Uma equipe de cientistas brasileiros e internacionais, incluindo pesquisadores vinculados ao CDMF, alcançou um avanço significativo na engenharia de materiais para fotocatálise ambiental, abrindo caminho para soluções mais eficientes no tratamento de água contaminada por fármacos e outros poluentes orgânicos.
O estudo, publicado na revista Journal of Materials Chemistry A, apresenta um fotocatalisador híbrido baseado em nitreto de carbono (g-C₃N₄) modificado com clusters moleculares de [Mo₃S₄], que atua como uma armadilha de elétrons para melhorar a separação de cargas e a geração de espécies reativas sob luz visível.
Como funciona o novo material
O foco da pesquisa foi superar um dos maiores desafios da fotocatálise: a recombinação rápida de elétrons e lacunas (buracos) que reduz consideravelmente a eficiência dos catalisadores sob luz solar ou visível. Ao incorporar clusters de molibdênio-enxofre (Mo₃S₄) na estrutura de g-C₃N₄, os pesquisadores criaram armadilhas eletrônicas que facilitam a separação e mobilidade dos elétrons quando o material é iluminado com luz visível. Isso aumenta a formação de radicais altamente reativos, essenciais para a degradação de poluentes.

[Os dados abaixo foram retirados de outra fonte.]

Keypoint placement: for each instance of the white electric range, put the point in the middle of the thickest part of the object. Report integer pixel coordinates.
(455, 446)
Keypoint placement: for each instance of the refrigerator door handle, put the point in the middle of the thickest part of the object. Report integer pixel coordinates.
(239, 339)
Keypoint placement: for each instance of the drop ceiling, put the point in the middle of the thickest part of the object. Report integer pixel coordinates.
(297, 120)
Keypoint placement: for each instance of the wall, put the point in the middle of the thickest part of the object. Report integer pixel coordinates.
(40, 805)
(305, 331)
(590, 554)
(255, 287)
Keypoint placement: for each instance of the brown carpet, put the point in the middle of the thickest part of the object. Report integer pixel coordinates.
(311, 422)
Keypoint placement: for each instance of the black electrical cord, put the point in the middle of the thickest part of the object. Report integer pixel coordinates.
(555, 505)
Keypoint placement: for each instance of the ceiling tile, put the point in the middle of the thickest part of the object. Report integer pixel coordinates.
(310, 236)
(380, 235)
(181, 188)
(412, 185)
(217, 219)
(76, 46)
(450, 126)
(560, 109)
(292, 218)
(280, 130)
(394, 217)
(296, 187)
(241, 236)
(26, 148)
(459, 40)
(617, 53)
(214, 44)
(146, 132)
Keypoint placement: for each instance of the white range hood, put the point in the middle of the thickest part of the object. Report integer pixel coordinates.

Em experimentos de laboratório, o material híbrido com apenas 2,5 % em peso de Mo₃S₄ conseguiu degradar completamente o antibiótico ciprofloxacina em 150 minutos sob luz visível, com 65 % de mineralização — ou seja, transformou a maior parte da substância em produtos inofensivos. Essa eficiência foi aproximadamente 12 vezes maior que a do g-C₃N₄ não modificado.
Contribuição do CDMF
Entre os autores do artigo estão nomes ligados ao CDMF e ao Laboratório Interdisciplinar de Eletroquímica e Cerâmica (LIEC) da Universidade Federal de São Carlos (UFSCar), como Mayra Luiza Gonçalves Rodrigues e Elson Longo, além de colaborações com instituições brasileiras e internacionais.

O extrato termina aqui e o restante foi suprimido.